En Mendoza recordaron con emoción el atentado a la sede de la AMIA

Miembros de la comunidad hebrea mendocina participaron del acto. Estuvieron presentes las autoridades del gobierno provincial.

En la sala Luis Quesada de la Casa de Gobierno se realizó ayer un acto homenaje a 25 años del atentado a la sede de la AMIA.

De la ceremonia participaron miembros de la Sociedad Israelita de Beneficencia Mendoza y autoridades del gobierno provincial.

A las 9.53, hora en la que ocurrió el hecho en 1994, los bomberos tocaron una sirena durante tres minutos y simbólicamente se encendió una vela por los años transcurridos desde el atentado.

Pablo Stern, presidente de la Sociedad Israelita de Beneficencia Mendoza, expresó un breve pero sentido discurso: “Se hace difícil innovar en el discurso cuando la realidad no sufre cambios significativos a lo largo de los años”.

“Se hace también difícil no flaquear en la fe y en la esperanza de que algún día como sociedad obtengamos esa recompensa tan buscada: la verdad, la justicia”, continuó.

“Es mi deseo que el Estado argentino logre algún día que se conozca toda la verdad y que se la dé a conocer”, completó.

Como se ha comprobado, el atentado a la AMIA fue un ataque terrorista que sufrió la Asociación Mutual Israelita Argentina en Buenos Aires el lunes 18 de julio de 1994.

Se trató de uno de los mayores ataques terroristas ocurridos en Argentina, con un saldo de 85 personas asesinadas y 300 heridas, y el mayor ataque contra objetivos judíos desde la Segunda Guerra Mundial.

La comunidad judeoargentina con casi 300.000 personas, de las cuales más del 80% vive en Buenos Aires, es la más numerosa de América Latina y la sexta mayor del mundo.

Hasta 2018 se habían realizado dos juicios orales contra personas acusadas de ejecutar o encubrir el atentado.
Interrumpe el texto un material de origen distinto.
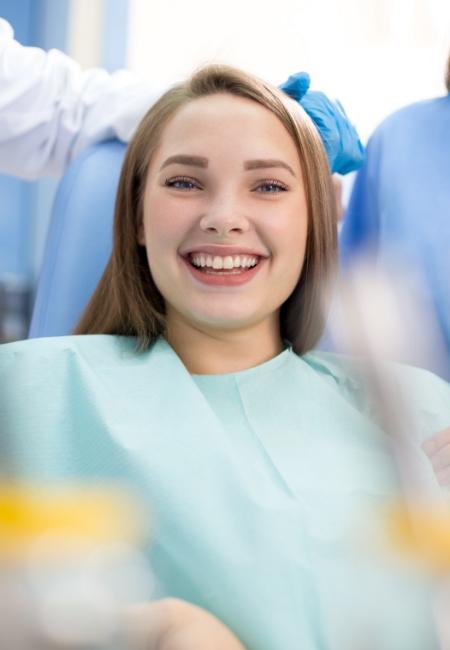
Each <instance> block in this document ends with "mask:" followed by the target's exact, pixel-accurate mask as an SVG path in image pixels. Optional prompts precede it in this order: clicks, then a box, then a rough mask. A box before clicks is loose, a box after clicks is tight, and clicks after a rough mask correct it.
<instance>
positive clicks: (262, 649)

El primer juicio (2001-2004) reveló un amplio encubrimiento en el que estuvo incluida la justicia argentina y los servicios de inteligencia, y absolvió a todos los acusados.

La justicia argentina detuvo a varias personas acusadas de haber participado en el atentado, la mayoría oficiales de la Policía Bonaerense, que llegaron a permanecer en prisión durante casi una década.